誇り

 初夏を思わせる日があるかと思うと、まだ冬のコートが手放せない日もあって体調管理には気を使う日々が続きます。新しい年度が始まってそろそろ新しい環境に慣れてきた頃でしょうか、われわれも日一日と新陳代謝を繰り返し成長をしていますが(いるはずですが)気候の変化同様、すっきりと移り変わりを感じさせてはくれません。

 さて、先日この場で触れました「あつぎ元気フォーラム」の「県政報告」「市政報告」については担当から、内容を詰めてきてこのほど題名が確定して記載を改めて広報する、という考えを伺いました。「市政報告」、ではあまりに政治活動っぽいですからね。「次期への表明はありやナシや」なんてニュアンスも含まれがちでしょうし。公費を使っての企画ですから、市長の成果を強調するのも結構ですがそれだけではなく課題についても認識が共有できる企画にしてもらいたいものです。

 ところで。
 今日の日経朝刊2面のべた記事。「米、日本に不信」小沢氏 
 という見出し、で記事は以下のようなものでした。

 民主党小沢一郎幹事長が22日夜、鹿児島市内で連合鹿児島幹部らと懇談し、日米関係について「相手側は日本に不信感を持っている。これではいかん」との考えを示したと出席者の一人が明らかにした。

 という簡単なもの。これが全国紙の政治面の記事になるんですねえ。このところマスコミの報道の在り方にはいろいろ疑問を感じてはいますが、上記のようなものになると事実がどうかを追うことも難しいし、確認をとる手段すらはっきりしないまま既成事実にされてしまいます。出席者の一人、なんて特定しようもないでしょう? 最近のテレビだと、このような記事をもとに「記事ではこう伝えています!」などと大げさに取り上げてマスコミが事実を作り上げていってしまうようなところすらあります。

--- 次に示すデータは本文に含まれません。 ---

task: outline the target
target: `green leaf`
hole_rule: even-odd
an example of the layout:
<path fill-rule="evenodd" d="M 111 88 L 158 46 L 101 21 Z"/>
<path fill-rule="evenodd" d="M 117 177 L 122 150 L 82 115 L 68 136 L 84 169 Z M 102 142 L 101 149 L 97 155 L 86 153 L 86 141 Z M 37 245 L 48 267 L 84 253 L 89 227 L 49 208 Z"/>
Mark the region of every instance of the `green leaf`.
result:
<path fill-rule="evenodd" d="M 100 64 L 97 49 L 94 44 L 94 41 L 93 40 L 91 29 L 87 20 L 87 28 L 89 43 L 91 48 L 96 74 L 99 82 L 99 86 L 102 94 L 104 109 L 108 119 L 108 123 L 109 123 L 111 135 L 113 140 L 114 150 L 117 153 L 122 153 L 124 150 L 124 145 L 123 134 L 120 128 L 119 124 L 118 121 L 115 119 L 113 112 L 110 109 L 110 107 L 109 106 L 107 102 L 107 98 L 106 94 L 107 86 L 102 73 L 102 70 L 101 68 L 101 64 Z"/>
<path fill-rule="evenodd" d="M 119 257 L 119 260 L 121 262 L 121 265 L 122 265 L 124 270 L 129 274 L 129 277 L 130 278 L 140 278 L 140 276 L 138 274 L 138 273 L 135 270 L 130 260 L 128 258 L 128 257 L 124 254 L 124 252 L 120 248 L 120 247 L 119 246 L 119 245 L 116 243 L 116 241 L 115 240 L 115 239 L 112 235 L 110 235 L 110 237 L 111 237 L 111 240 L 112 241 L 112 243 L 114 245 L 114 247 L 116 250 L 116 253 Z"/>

 いくつかの報道で伝えられていますが、新聞はどこも広告が激減していて経営が厳しい、と。おそらくはそうでしょう。先日A新聞をみてみましたが40面のうちなんと約3割にあたる13面が全面広告でした。雇用や待遇面の向上にすら向かない企業の実態(投資家への配慮と内部留保には向いてはいるが)からすると企業の広告料収入をあてにするマスコミ報道をとても鵜呑みにするわけにはいきません。「権力をチェックする」とコメンテーターやデスクが意気軒高であったとしても、です。

 そうした視点で見ている私にとって、文藝春秋2月号に掲載された塩野七生さんのエッセイは、興味深いものでした。「仕分け」されちゃった私、という題で、出版界に景気の影響がどう及んでいるかという話。
日本の出版界は96年をピークに低落して一昨年は2兆円を下回った、といいます。詳しくはぜひ本文を読んでもらいたいですが、書籍は広告が掲載されていないから関係ないと思っていたら出版社の出す雑誌の赤字のしわ寄せで「初版の部数の大幅削減」が著者を襲っているという。
 塩野さんは「初版で得る印税はこの種の人々にとって、唯一としてもよい確定財源である。作家を専業にしている者が、予測の立たない重版による印税までもあてにして創作プランを立てるとしたら、その人はもうプロの作家ではない」として、こうした傾向に対する懸念の言葉が続きます。そして、だからといって出版される本は減るのではなく増えるだろうとしてこのように言うのです。「ただし、短期間にモトが取れるものだけが」と。

 「読む愉しみや知的満足を与えてくれる本よりも、読めば不安を解消してくれると思える本一色に」染まっていってしまうだろう、と書いて行間に警鐘を感じさせてくれています。そして、塩野さんはそれでもなお同じやり方で作品を書き続けるだろう、としてこう言うのです。
 「なぜならば、ここに至ってはもはや誇りの問題であるからだ。」


 本来は、よい内容のものに、きちんとスポンサーがつくべきでしょう。ところが現実はそうでもありません。経営危機の日航も一時株価が上がりましたし、中国を敵視している人も投資には余念がなかったりします。投資のうまみが優先される社会であるという点では、なんらリーマンショック以前と変わったわけではなく、相も変わらずリスクを取る金融商品にカネが回ることを景気回復と呼ぶのかといいたくなる状態は続いているのです。
 危機、と言うならば日米同盟の危機ではなく、新しい世界像、新しい理念を構築することへの挑戦意欲を失わせるすべての後退的要素の存在にこそ危機があると私には思えてなりません。